Exceto o vendedor de chá no mercado da fruta que, em hora de fecho e de crepúsculo, era generoso nas doses de chá que mantinha quente no gigantesco fogão, ou alambique já não me recordo da forma, apenas da lenha alimentada a lenha , a treze cêntimos o copo, entre as bancas da fruta , os bancos e as mesinhas de plástico, a sombra da mesquita que abraça a praça e não se esquece, nunca, das horas de chamamento, sem pressas porque enquanto nos mantínhamos sentados, continuavam a tombar  a cafeteira sobre os nossos copos, em silêncio mas sempre com um sorriso de compreensão que não aumentava de preço nem de impaciência à medida que a noite afastava as hesitações do crepúsculo para lá do horizonte.
Éramos, pois, uma comunidade de deslocados, e Istambul acolheu-nos com uma diligente indiferença de uma grande metrópole habituada a não perguntar e a aceitar todas as origens como uma inevitabilidade geográfica, e não estranhou que três ocidentais, com sons do deserto nos seus ouvidos orientais, se tenham sentado numa esplanada em final de turno, muito depois de extinta a hora de jantar e tivessem pedido três copos de vinho branco e um prolongamento de prova europeia de futebol, com penalties e tudo.

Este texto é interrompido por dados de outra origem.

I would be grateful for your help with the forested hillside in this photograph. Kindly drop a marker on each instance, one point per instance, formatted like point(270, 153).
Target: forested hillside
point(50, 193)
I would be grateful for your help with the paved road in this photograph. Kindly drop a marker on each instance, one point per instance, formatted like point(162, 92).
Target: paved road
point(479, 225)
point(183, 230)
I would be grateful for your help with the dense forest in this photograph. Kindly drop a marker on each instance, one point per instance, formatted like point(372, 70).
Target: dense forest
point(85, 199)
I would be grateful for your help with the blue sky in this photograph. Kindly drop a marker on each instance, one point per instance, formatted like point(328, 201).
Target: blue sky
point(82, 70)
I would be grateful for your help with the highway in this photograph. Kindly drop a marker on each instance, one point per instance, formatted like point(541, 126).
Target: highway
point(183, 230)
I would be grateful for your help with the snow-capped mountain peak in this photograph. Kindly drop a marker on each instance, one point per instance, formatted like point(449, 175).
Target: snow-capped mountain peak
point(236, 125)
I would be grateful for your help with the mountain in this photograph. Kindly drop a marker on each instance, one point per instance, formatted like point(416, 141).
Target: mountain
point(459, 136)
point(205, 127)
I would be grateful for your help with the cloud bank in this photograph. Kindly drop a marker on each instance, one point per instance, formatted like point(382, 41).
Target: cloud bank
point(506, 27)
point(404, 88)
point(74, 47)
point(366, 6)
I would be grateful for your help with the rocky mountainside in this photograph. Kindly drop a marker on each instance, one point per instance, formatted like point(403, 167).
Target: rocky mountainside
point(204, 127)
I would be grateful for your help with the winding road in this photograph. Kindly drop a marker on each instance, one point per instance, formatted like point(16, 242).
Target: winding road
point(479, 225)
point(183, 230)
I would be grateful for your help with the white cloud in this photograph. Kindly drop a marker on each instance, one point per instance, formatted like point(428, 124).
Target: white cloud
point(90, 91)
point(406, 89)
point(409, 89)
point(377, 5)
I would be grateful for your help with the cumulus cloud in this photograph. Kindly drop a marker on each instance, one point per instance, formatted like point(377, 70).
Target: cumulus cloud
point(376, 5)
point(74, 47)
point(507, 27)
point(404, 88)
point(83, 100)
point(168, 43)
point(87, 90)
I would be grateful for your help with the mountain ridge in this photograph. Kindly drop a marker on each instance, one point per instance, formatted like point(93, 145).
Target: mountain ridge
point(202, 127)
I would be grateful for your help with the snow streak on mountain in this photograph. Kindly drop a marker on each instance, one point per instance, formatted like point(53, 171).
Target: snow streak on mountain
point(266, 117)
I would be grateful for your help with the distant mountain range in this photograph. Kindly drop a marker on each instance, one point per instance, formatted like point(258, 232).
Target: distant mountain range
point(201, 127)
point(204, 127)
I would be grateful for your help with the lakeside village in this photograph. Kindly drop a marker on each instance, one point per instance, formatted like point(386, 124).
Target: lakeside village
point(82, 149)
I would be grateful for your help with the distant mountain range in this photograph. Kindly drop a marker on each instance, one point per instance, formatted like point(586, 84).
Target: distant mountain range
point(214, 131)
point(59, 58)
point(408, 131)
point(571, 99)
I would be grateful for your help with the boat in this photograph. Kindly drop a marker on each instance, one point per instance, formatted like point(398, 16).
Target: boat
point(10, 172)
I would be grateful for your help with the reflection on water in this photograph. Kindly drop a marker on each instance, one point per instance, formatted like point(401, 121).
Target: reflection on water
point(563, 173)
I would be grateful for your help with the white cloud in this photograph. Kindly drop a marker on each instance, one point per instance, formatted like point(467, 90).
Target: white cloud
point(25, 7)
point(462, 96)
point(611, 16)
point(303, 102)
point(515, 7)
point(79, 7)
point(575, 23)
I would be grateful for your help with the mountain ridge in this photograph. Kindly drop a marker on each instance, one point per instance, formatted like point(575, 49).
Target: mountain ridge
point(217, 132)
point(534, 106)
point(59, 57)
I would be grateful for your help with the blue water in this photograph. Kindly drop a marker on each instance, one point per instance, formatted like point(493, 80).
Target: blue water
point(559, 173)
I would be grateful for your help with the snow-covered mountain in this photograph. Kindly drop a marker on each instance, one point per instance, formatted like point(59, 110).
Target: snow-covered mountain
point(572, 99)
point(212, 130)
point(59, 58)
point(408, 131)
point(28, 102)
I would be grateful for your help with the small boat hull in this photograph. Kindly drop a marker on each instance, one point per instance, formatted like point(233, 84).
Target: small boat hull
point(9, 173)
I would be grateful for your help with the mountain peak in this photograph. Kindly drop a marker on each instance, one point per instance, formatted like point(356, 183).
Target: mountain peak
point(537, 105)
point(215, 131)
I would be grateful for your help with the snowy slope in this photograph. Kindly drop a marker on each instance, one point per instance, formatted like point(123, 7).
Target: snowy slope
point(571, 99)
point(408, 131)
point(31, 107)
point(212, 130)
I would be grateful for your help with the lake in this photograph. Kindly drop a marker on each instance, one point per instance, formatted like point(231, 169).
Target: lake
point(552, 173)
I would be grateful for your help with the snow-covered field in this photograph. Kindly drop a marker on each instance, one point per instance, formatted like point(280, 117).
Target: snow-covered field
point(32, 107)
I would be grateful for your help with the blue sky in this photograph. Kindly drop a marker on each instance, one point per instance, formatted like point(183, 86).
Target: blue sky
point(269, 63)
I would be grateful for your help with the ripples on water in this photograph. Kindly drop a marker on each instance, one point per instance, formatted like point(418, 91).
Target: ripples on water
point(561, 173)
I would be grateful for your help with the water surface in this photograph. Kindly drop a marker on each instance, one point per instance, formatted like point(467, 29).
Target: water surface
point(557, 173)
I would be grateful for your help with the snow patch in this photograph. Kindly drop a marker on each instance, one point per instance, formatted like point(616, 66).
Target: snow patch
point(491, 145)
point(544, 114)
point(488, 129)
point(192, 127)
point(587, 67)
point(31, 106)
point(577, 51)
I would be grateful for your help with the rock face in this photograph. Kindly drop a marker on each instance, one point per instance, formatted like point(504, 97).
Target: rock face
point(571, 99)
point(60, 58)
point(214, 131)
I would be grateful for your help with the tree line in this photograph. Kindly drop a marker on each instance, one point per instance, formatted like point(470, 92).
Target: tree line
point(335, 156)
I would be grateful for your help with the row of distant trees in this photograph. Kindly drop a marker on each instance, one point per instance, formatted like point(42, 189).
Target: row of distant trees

Depois disso, quem quer dormir na noite morna quando ainda cheira a peixe frito nas margens da ponte Gálata e os vendedores de carteiras não desarmam o estendal porque acreditam que não há horas melhores (nem piores) para comprar e vender na confluência dos mundos.
Com as cúpulas das mesquitas cobertas de luzes e a Santa Sofia vestida de rosa, como uma afirmação de diferença, como se dez séculos de uma história de religiosidade moderada se pudessem apagar por um fundamentalismo interessado do novo Sultão Turco.
Mas nem tudo no mundo é um conflito civilizacional ou religioso
Enquanto repetíamos o nosso copo de vinho, tal como quando tínhamos bebido o último shot de vodka numa esplanada de Bucara,  não conseguíamos esquecer as palavras de Omar Khayyan, matemático, astrónomo e poeta do século nove da grande Pérsia, daquela que ia para além de Samarcanda, um discípulo de Maomé que ninguém no século nono persa ousava duvidar e que, mesmo antes de cair em desgraça, afirmava, recusando as honras que ele sabia serem efémeras e inúteis, “ A vida de corte não é para mim; o meu único sonho, a minha única ambição é ter um observatório com um jardim de rosas e contemplar perdidamente o céu, com uma taça na mão e uma bela mulher ao meu lado”
Bom, àquela hora da noite só as belas mulheres rareavam debaixo dos céus do Bósforo.